Köyün tek arıcı kadını
Haziran ayının başından temmuz sonuna kadar geçen zaman dilimi “Bal Hasadı” dönemi. Kovanlarından kilolarca kokulu, lezzetli bal alan Kübra, hasadından dolayı mutlu. Zonguldak’ın Alaplı ilçesinin Yenidoğanlar köyünde yaşıyor. Bölge yüzlerce kestane ağacıyla çevrili. Köyün sessiz sakin bir alanına ve kestane ağaçlarına yakın olan bir yere kovanlarını yerleştirmiş. Kovan yerleri, konutların arka bahçelerinden çayırlara ve tarlalara ve hatta binaların çatılarına kadar uzanıyor. Kendisine kavanoz kavanoz bal veren arılarına şimdi konfor sağlamaya çalışıyor. Arılara sonbaharda ve kışın iyi bakarsa, ilkbaharda gidip en güzel çiçeklere konacaklar. Bölgedeki arıcılara göre gelecek bahar daha fazla zengin çiçeklerle kaplanacak. Köyün tek arıcı kadını Kübra Öztürk doğanın meraklı bir öğrencisi.

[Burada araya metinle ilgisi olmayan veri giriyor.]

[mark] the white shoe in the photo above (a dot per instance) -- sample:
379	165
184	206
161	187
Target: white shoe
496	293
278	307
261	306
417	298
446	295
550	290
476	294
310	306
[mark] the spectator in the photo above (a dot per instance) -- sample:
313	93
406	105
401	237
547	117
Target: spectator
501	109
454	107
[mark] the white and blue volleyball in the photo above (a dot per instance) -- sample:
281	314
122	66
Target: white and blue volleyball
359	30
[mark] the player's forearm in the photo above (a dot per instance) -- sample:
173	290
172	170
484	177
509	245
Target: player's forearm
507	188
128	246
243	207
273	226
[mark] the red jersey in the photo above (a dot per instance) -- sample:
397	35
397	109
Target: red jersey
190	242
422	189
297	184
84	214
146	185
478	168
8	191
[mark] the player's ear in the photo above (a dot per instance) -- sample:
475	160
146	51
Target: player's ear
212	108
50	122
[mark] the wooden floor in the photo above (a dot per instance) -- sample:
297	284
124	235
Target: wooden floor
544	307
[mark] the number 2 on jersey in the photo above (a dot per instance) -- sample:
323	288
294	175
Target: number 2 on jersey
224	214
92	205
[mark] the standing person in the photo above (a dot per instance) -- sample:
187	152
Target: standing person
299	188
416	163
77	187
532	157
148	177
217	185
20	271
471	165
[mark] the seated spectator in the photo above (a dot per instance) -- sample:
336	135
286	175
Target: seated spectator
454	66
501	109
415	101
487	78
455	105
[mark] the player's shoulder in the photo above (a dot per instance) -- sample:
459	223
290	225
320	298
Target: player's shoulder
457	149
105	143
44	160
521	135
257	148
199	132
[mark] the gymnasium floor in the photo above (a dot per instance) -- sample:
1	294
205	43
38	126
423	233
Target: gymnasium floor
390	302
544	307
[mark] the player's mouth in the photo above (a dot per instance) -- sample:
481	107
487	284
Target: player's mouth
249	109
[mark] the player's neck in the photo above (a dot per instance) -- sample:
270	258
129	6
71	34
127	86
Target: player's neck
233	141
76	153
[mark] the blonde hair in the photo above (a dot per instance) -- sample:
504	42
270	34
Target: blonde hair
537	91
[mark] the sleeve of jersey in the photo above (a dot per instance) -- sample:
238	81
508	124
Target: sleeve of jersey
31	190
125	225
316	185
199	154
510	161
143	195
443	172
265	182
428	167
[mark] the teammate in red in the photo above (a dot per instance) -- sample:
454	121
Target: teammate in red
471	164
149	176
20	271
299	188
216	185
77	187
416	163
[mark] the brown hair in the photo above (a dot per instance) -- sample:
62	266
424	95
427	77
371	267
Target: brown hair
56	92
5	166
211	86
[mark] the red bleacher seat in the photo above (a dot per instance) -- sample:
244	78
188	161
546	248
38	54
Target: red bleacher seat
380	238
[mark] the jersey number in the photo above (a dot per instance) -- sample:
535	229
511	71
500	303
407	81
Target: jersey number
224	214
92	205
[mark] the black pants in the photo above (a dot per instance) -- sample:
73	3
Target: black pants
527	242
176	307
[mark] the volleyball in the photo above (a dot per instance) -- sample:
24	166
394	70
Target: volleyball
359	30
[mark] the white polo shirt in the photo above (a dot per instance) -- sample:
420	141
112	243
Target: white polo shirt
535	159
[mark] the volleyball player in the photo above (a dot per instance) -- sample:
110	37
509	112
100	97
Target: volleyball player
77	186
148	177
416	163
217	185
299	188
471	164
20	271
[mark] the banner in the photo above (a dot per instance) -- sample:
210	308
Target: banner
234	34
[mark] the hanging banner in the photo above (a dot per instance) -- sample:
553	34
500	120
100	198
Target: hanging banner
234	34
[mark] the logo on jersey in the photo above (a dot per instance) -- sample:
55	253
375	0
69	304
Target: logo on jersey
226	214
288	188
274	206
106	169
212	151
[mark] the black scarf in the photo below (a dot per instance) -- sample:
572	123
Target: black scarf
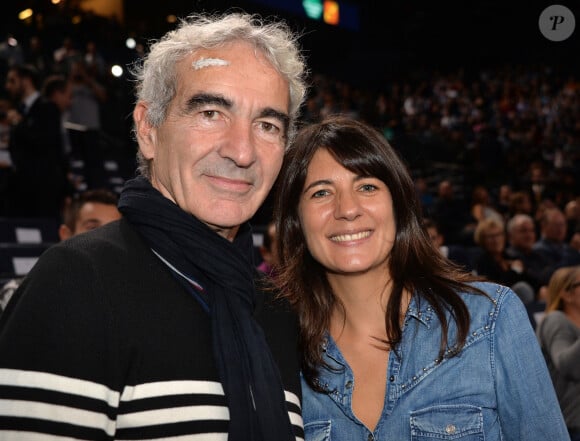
249	375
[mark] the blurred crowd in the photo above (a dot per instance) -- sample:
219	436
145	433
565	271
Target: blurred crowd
483	144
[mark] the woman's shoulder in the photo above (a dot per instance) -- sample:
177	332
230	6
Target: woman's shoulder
490	299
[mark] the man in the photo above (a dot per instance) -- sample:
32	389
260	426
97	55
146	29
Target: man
86	212
521	231
37	186
552	243
157	331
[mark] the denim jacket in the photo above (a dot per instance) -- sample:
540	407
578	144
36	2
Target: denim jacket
496	389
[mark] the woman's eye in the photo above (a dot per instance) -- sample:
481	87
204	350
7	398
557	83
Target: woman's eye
368	187
319	193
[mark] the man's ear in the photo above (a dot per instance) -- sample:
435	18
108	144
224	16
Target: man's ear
64	232
144	131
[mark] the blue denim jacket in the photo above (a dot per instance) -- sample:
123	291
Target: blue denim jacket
497	388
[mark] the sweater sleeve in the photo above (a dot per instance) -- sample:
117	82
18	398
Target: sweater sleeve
57	346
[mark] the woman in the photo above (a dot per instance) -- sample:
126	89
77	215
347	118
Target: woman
559	335
397	342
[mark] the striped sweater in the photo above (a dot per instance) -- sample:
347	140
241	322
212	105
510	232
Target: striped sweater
102	342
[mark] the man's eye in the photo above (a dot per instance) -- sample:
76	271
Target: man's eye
269	127
210	114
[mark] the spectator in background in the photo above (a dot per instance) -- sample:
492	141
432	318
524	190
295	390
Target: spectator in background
496	265
38	183
504	196
552	243
64	56
572	214
57	89
482	206
269	250
519	203
451	215
559	336
85	212
521	232
88	97
457	254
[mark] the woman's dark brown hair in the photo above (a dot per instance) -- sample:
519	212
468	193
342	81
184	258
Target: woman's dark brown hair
415	264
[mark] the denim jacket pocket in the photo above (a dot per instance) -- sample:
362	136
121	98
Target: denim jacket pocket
454	422
317	431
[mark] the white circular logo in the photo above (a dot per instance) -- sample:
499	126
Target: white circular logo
557	23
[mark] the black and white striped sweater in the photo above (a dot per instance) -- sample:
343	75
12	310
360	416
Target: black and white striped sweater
101	342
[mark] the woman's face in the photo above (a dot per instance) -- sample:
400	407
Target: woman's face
347	219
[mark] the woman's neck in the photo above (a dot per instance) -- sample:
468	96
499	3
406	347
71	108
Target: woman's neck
364	298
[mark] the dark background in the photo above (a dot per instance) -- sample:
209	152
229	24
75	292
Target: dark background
394	36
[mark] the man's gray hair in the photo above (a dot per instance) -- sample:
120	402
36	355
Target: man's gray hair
156	76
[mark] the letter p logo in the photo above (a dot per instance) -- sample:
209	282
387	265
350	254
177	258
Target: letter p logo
557	23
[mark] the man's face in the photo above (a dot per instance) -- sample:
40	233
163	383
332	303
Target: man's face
219	150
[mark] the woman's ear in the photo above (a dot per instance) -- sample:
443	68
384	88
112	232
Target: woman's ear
144	130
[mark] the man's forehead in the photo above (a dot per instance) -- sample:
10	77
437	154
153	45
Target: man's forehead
202	62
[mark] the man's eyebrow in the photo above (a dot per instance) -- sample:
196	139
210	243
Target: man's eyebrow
203	99
280	116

Çünkü bunlar balcı kadınlar için önemli ayrıntılar.
‘Köyde bana bu işi kadının yapamayacağı söylendi’
Arıların bal topladığı çok çeşitli nektar türleri onlarca “kır çiçeği”nde mevcut. Tabii ki bunlar yetmez. Kaynaklar arasında kestane, çam ve ıhlamur ağaçları da var. Kübra Öztürk Yenidoğanlar köyünde arıcılığı ilerletti ve çok sayıda kovana sahip oldu. Hem süzmesini hem de filtresiz doğal balını üretip satıyor. Şu an 30 kovanla çalışıyor. İşini genişletmeyi planlıyor. O’na göre arıcı asla durmaz. Kovanlara tüm yıl boyunca bakılmalı ve denetlenmeli. Bu arada başarısı alkışlanmak yerine eleştiri konusu olabiliyor bazı zamanlarda .. “Köyde bana bu işi kadının yapamayacağı söylendi” diyor. Kovanlar genellikle ıssız yerlerde olduğu için bu bölgelere kadınların gitmeleri tehlikeli görenler olabiliyor. Kübra oraya eşiyle gidiyor, o durumda dedikodular kesiliyor!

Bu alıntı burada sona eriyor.